В первых номерах мы тщательно избегали политики, но так или иначе она появлялась. Однако никто нас не прищучил: хватало вещей посерьезнее. На отделении структурной лингвистики бушевало дело Шихановича — студен­тов забирали в КГБ, и они возвращались зеленые, с вытянутыми лицами  Юрий Александрович Шиханович (1933–2011) — математик и правозащитник, политзаключенный (отбывал наказание в 1972–1974 и в 1983–1987 годах).. Когда мы окончили университет, нам даже не устроили выпускного вечера, не позволили собраться. Где-то в коридоре выдали дипломы и кричали, чтобы мы забирали их и уходили. Настолько начальство боялось каких-то выступ­лений. Это был 1972 год. 

О том, как беда оборачивается благом

После окончания МГУ мне повезло: меня никуда не распределили, потому что у меня был маленький ребенок. Но найти работу я не могла очень долго. Лилианна Зиновьевна Лунгина нам потом говорила: вы не понимаете, очень часто то, что вам представляется страшной бедой, потом обернется благом. И вот то, что года два меня никуда не брали, обернулось тем, что я начала переводить. 

В переводчики было довольно сложно пробиться, поэтому я начинала в издательстве «Детская литература», где было проще что-то получить. Там я хорошо поняла: глупо считать, что литература для детей — самая простая вещь и начинать надо с нее. Ничего подобного. Это безумно трудная вещь, потому что сделать что-то просто, понятно и интересно гораздо сложнее, чем перевести философский трактат.

Первая книжка называлась «Перчинки» — четыре детских рассказа какой-то французской авторши. А вторая — «Тайная тропа к Бори-Верт» Мадлен Жиляр, и она была о Провансе. В этой книжке мне попалась первая игра слов, которую я помню и которой страшно гордилась. Такая поговорочка: «Araignée du matin chagrin» — «Если утром увидишь паука, это не к добру». Я так и перевела: «Паук с утра — не жди добра» — и была безумно счастлива тем, какой я замеча­тельный переводчик. А потом начался семинар Лилианны Зиновьевны, и там сразу пошел Борис Виан. Это уже было всерьез.

О знакомстве с Лилианной Лунгиной 

Семен и Лилианна Лунгины. Кадр из фильма «Подстрочник». Режиссер Олег Дорман. 2008 год© Олег Дорман

Лунгину я увидела до семинара, в то недолгое время, когда работала в «Детской литературе» — заменяла свою подругу, ушедшую в декретный отпуск. И в редакцию однажды пришла Лилианна Зиновьевна. Я не знала, что это она, но мне шепнули: это Лунгина, которая «Карлсона» переводила. А «Карлсон» был в числе первых книжек, которые я сама прочитала и знала чуть ли не наизусть. Я смотрела на нее как на божество, и вот это было первое знакомство.

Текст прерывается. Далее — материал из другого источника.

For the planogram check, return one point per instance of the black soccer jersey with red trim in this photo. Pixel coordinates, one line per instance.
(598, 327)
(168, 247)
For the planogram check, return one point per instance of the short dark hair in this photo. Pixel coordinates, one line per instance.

Года через полтора при Союзе писателей решили организовать семинары для молодежи. Один из них набирала Лунгина, и мы начали заниматься в Доме литераторов на тогдашней улице Герцена  Cейчас Большая Никитская.. Нас посадили в дубовою гостиную вокруг огромного стола, мы начали знакомиться, рассказывать, кто что делает, и Лилианна Зиновьевна нам храбро наметила Виана как первую работу. А рядом проходило какое-то бурное собрание, откуда время от времени выскакивал распаренный литератор и начинал материться. Заниматься было невозможно, и Лилианна Зиновьевна сказала: нет, мы будем заниматься у меня дома. Так мы попали в эту квартиру — салон Лунгиных, который потом стал таким знаменитым. Я говорю «Лунгиных», потому что кроме Лилианны Зиновьевны был Семен Львович Лунгин, кинорежиссер, тоже совершенно замечательный человек. 

О школе Лунгиной, экзекуциях и веселье 

Лилианна Лунгина. Кадр из фильма «Подстрочник». Режиссер Олег Дорман. 2008 год© Олег Дорман

Эта школа была всем школам школа — лучше, чем университет, лучше, чем что бы то ни было. В середине стола лежал Академический словарь русского языка, в который мы все время заглядывали. Это был третейский судья: все споры решались с помощью этого словаря.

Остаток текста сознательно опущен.